It may be safe to assume that, when two people come together in marriage, they also look at it as a financial merger. If both are working, they know they will combine their incomes; they know they’ll be saving together for future goals; and, often the first thing they’ll do to validate the merger is to open a joint checking account. If it was only that simple; because, as we all know, the devil is in the details.

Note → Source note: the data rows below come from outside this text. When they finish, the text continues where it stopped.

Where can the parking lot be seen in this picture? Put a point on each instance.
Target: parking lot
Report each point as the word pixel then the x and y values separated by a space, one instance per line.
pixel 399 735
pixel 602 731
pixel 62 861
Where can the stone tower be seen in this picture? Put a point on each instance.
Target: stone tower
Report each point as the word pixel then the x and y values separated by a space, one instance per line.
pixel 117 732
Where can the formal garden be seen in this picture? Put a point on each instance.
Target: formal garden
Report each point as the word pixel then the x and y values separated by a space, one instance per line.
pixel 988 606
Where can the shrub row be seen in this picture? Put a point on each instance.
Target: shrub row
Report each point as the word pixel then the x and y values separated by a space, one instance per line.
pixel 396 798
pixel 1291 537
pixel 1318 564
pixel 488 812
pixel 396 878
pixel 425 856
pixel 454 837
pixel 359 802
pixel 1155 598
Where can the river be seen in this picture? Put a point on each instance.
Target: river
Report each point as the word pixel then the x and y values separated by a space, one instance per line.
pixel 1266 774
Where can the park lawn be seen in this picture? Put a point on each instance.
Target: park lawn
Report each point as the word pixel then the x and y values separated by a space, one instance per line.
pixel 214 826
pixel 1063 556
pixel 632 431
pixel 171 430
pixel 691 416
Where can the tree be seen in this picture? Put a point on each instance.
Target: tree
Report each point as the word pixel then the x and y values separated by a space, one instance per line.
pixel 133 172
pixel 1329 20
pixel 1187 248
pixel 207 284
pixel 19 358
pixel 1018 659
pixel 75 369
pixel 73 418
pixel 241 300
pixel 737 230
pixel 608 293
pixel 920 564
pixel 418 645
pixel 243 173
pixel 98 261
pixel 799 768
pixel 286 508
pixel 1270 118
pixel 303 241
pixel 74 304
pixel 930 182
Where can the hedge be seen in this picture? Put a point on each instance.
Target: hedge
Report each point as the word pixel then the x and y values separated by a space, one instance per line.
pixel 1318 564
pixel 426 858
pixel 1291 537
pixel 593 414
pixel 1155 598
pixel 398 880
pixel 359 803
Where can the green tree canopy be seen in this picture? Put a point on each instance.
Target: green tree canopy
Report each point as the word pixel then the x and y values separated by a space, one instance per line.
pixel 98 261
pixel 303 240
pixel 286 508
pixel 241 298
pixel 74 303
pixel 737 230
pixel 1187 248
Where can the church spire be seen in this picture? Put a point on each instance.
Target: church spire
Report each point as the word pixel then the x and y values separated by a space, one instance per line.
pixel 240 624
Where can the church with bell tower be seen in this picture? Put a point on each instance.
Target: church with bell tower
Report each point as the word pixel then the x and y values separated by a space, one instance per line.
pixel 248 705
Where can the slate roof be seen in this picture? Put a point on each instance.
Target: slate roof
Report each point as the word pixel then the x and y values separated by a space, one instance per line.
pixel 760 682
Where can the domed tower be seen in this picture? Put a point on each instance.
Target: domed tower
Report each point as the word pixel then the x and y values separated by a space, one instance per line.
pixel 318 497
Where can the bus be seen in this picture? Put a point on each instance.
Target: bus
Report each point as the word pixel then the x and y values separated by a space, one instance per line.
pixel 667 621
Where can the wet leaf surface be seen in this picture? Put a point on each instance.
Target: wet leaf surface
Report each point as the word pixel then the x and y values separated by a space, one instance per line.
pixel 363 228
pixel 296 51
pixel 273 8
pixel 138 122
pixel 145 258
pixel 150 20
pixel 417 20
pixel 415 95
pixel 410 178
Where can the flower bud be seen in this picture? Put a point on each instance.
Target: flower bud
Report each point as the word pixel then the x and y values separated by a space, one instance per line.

Considering that money issues are the leading cause of marital strife and divorce, one can also assume that most couples fail to discuss the little details that can suddenly blossom into big problems. The ensuing arguments are reactions to unanticipated problems. Imagine how different things could be if you could anticipate the problems and have a strategy in place to guide you through them. Without a strategy, money issues become emotional, which makes it more difficult to overcome. With a strategy, decisions are grounded in a rationale formed by mutual agreement. Now, that’s true marital bliss.
If, before they were married, couples would thoroughly discuss these key principles of a healthy financial relationship, and work together to develop a strategy around them, any problems that do arise will almost take care of themselves.
What’s Your Vision of a Good Life Together?
Having clearly defined goals is a starting point - knowing what you want to achieve financially, so you can set priorities and start saving towards those goals. However, even more important to creating true financial harmony is coming together with a shared vision of the future based on your values, beliefs and purpose. That’s the path to fulfillment which is the key to happiness. Without a shared vision, and with no real purpose behind what you want to achieve, people tend to get caught up in the “pursuit of more” which never brings contentment. When a married couple is able to stay focused on their values and purpose, they have much more clarity and conviction in their financial decisions.
Keeping Your Independence
Opening a joint checking account together is thought to be a validation of marriage and the financial bond that comes with it. It also makes practical sense for many aspects of managing finances together. However, it can also lead to a centralization of control if one spouse takes the upper hand in money management decisions, and that can lead to resentment. Checkbook bickering over each other’s spending habits becomes a slippery slope to larger problems.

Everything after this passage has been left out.